Amministratori

Violazione della procedura di spesa a prova di responsabilità personale

di Aldo Milone

Con la sentenza n. 29988/2018, la Corte di cassazione (sezione civile, 1) enuncia una serie di affermazioni di principio in materia di responsabilità personale e diretta dei funzionari/amministratori degli enti locali verso il privato fornitore per impegni assunti al di fuori o in violazione della tassativa procedura di spesa.
La pronuncia interviene con riferimento alla vecchia disciplina prevista dall'articolo 23, comma 4, del Dl 66/1989, ma le indicazioni giurisprudenziali devono ritenersi valide ed estendibili anche relativamente all'attuale (omologa) norma trasfusa nel comma 4 dell'articolo 191 del Tuel.

L'interruzione del rapporto organico
In via generale, la disposizione stabilisce che, in caso di acquisizione di beni e servizi in violazione degli obblighi di assunzione preventiva dell'impegno contabile e attestazione della copertura finanziaria, il rapporto obbligatorio intercorre, per la controprestazione (e per la parte non legittimabile a seguito del riconoscimento di un debito fuori bilancio), tra il privato fornitore e l'amministratore o funzionario/dipendente che hanno consentito la fornitura (o, per le esecuzioni reiterate o continuative, reso possibili le singole prestazioni).
Si attua così una sorta di interruzione ope legis del rapporto organico tra la Pa e i suoi funzionari/amministratori, negando la riferibilità alla prima delle iniziative adottate dai secondi infrangendo il previsto paradigma procedimentale.

Esclusione della responsabilità
I giudici di legittimità delimitano il perimetro della responsabilità richiedendo una prova rigorosa sia del ruolo degli agenti pubblici sia del loro effettivo consenso alle acquisizioni dai terzi.

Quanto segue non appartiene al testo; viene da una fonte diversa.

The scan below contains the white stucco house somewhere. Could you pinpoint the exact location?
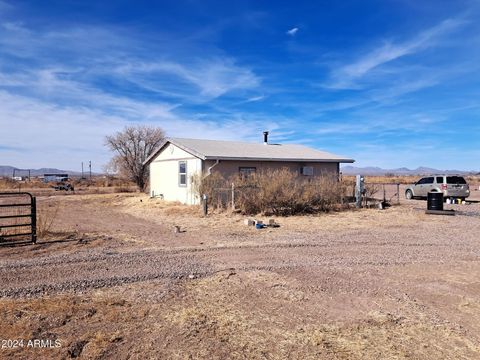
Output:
[144,133,354,204]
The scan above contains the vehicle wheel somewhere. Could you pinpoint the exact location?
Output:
[405,190,413,200]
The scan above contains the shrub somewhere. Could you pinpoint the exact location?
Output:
[193,168,346,215]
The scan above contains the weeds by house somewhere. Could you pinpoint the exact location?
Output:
[195,168,347,215]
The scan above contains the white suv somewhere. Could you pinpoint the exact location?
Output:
[405,175,470,200]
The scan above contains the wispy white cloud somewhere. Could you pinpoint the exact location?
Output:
[116,57,260,99]
[286,27,299,36]
[326,18,465,89]
[245,95,265,102]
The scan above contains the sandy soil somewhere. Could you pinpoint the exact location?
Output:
[0,193,480,359]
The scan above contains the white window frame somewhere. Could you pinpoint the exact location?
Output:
[178,161,188,187]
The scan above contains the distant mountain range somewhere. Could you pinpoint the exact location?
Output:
[0,165,82,177]
[0,165,479,177]
[340,165,479,176]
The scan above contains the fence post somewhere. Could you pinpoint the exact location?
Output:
[30,196,37,244]
[202,194,208,216]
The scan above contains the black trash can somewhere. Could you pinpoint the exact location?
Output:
[427,192,443,210]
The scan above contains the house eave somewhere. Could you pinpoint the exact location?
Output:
[203,156,355,164]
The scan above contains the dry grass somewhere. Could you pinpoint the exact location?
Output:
[194,168,347,216]
[37,202,60,239]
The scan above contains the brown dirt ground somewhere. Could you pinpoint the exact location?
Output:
[0,189,480,359]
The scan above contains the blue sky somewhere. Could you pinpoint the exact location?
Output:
[0,0,480,171]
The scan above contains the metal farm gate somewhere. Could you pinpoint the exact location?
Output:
[0,192,37,244]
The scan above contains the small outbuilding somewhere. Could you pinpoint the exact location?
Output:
[145,132,354,204]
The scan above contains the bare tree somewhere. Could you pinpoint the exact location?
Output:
[105,125,165,191]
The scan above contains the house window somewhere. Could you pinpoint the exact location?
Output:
[178,161,187,186]
[238,167,257,177]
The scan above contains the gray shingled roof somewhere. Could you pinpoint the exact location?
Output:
[145,138,355,163]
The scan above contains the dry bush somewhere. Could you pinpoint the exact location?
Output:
[193,168,346,215]
[37,203,60,238]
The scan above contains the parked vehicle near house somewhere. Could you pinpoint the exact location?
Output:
[52,182,75,191]
[405,175,470,200]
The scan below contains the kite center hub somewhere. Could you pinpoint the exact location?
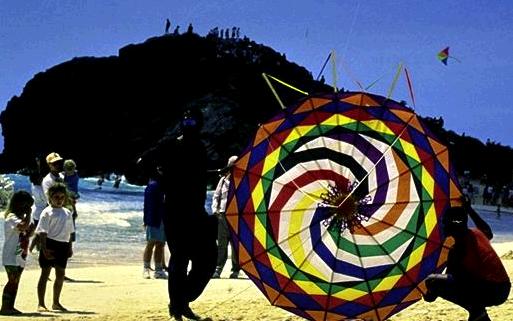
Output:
[321,184,368,233]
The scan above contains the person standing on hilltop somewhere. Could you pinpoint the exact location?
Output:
[139,110,217,321]
[165,19,171,35]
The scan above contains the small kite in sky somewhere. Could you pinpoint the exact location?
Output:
[438,47,461,66]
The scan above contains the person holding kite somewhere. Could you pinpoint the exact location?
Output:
[138,109,217,321]
[424,200,511,321]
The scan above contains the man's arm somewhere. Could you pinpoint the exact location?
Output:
[463,198,493,240]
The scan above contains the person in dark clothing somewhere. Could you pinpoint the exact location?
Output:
[136,110,217,320]
[424,201,511,321]
[165,19,171,35]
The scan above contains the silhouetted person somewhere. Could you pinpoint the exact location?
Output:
[139,110,217,321]
[166,19,171,35]
[424,201,511,321]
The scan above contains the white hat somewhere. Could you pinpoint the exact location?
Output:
[46,153,62,164]
[226,155,239,167]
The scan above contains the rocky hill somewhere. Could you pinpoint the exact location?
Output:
[0,32,513,185]
[0,33,326,184]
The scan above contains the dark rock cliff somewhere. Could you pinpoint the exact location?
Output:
[0,33,513,184]
[0,33,326,182]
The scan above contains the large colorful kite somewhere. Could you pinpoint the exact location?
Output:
[226,92,461,321]
[438,47,461,66]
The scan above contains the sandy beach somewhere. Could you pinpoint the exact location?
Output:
[0,242,513,321]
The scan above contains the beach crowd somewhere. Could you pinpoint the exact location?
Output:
[0,107,511,321]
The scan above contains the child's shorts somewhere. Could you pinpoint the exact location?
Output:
[39,238,70,269]
[146,224,166,242]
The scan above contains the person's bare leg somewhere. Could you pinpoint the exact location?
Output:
[143,241,155,267]
[153,242,165,269]
[52,266,67,311]
[37,267,52,312]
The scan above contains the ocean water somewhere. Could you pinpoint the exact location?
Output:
[0,174,513,268]
[0,174,211,268]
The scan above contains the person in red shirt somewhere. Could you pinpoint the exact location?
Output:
[424,201,511,321]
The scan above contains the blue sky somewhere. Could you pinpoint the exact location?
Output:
[0,0,513,150]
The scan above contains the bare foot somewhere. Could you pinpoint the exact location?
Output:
[37,305,50,312]
[0,308,22,315]
[52,303,68,311]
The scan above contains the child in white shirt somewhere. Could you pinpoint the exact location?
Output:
[36,183,75,312]
[0,190,34,315]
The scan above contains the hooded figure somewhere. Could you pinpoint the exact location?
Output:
[424,201,511,321]
[136,110,217,320]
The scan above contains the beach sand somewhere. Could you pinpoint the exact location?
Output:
[0,242,513,321]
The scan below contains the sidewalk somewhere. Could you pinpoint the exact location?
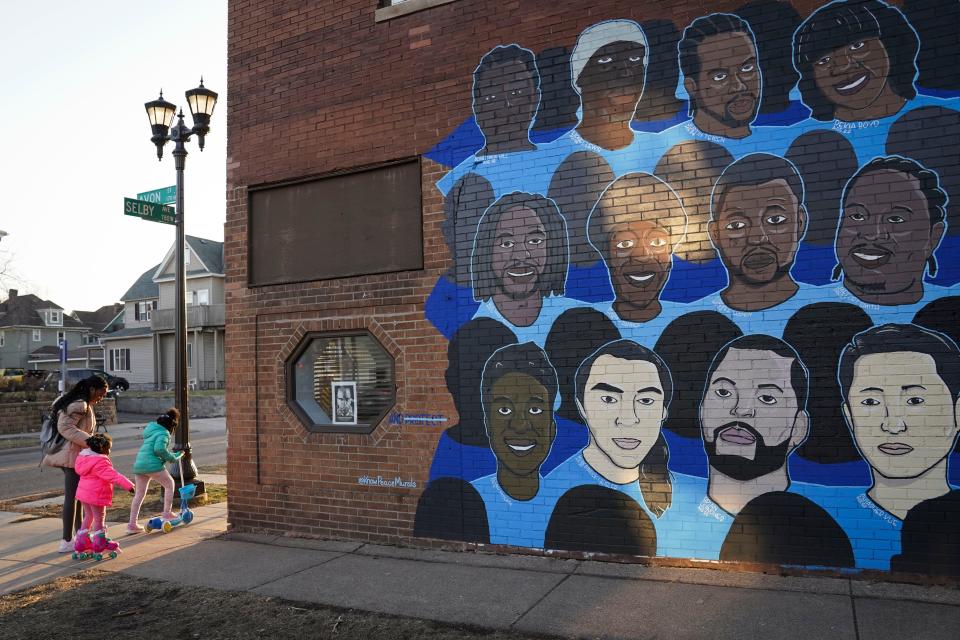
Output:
[0,503,960,640]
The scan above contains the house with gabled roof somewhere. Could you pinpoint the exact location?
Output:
[101,236,224,389]
[0,289,91,369]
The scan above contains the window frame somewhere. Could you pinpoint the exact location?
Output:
[283,329,397,435]
[107,347,132,373]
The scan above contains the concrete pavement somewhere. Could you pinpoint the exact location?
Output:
[0,503,960,640]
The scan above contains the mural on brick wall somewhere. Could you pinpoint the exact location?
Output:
[414,0,960,574]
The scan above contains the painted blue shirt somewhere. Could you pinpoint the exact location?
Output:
[470,473,556,548]
[790,482,903,571]
[473,296,583,347]
[818,282,960,325]
[658,120,796,160]
[593,300,690,349]
[685,282,827,338]
[657,472,733,560]
[437,145,566,198]
[790,94,960,166]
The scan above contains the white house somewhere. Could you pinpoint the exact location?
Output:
[100,236,225,390]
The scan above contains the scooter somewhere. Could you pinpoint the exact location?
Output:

In particolare, viene esclusa la imputabilità di funzionari/amministratori in ipotesi di assenza in concreto di alcun idoneo atto impegnativo nei confronti del fornitore, non essendo sufficiente il mero fatto di avere questi rivestito un ruolo di responsabilità all'interno dell'ente laddove manchino correlati comportamenti cui ricondurre causalmente le prestazioni rese dal terzo.

Inammissibilità dell'azione di arricchimento
La previsione di un'azione tipica (personale e diretta) avverso funzionari/amministratori inadempienti, tramite cui il terzo può invocare la tutela giurisdizionale delle proprie ragioni di credito, produce un rilevante effetto sul piano giuridico. Secondo la Suprema Corte, essa rende inammissibile l'azione di ingiustificato arricchimento, che per definizione (articolo 2042 del codice civile) non è proponibile quando il danneggiato può esercitare un'altra azione per farsi indennizzare del pregiudizio subìto contro l'arricchito o anche persona diversa. In specie, quindi, l'esperibilità dell'azione nei confronti dei singoli funzionari/amministratori implica la reiezione della domanda di arricchimento senza causa per difetto del requisito di sussidiarietà.
In più, si rileva che la mera presenza di un'azione tipica sperimentabile dal terzo porta a escludere il necessario parametro della sussidiarietà per la sola sussistenza stessa della possibilità, secondo una valutazione da compiersi in astratto e perciò prescindendo dalla previsione del suo esito, che l'impoverito eserciti un'altra azione per il ristoro dei danni. Ne consegue, insomma, l'inammissibilità dell'azione di arricchimento anche nell'ipotesi di esito infruttuoso dell'azione tipica (per esser stata rivolta – in specie – nei confronti di funzionari/amministratori giudicati non responsabili).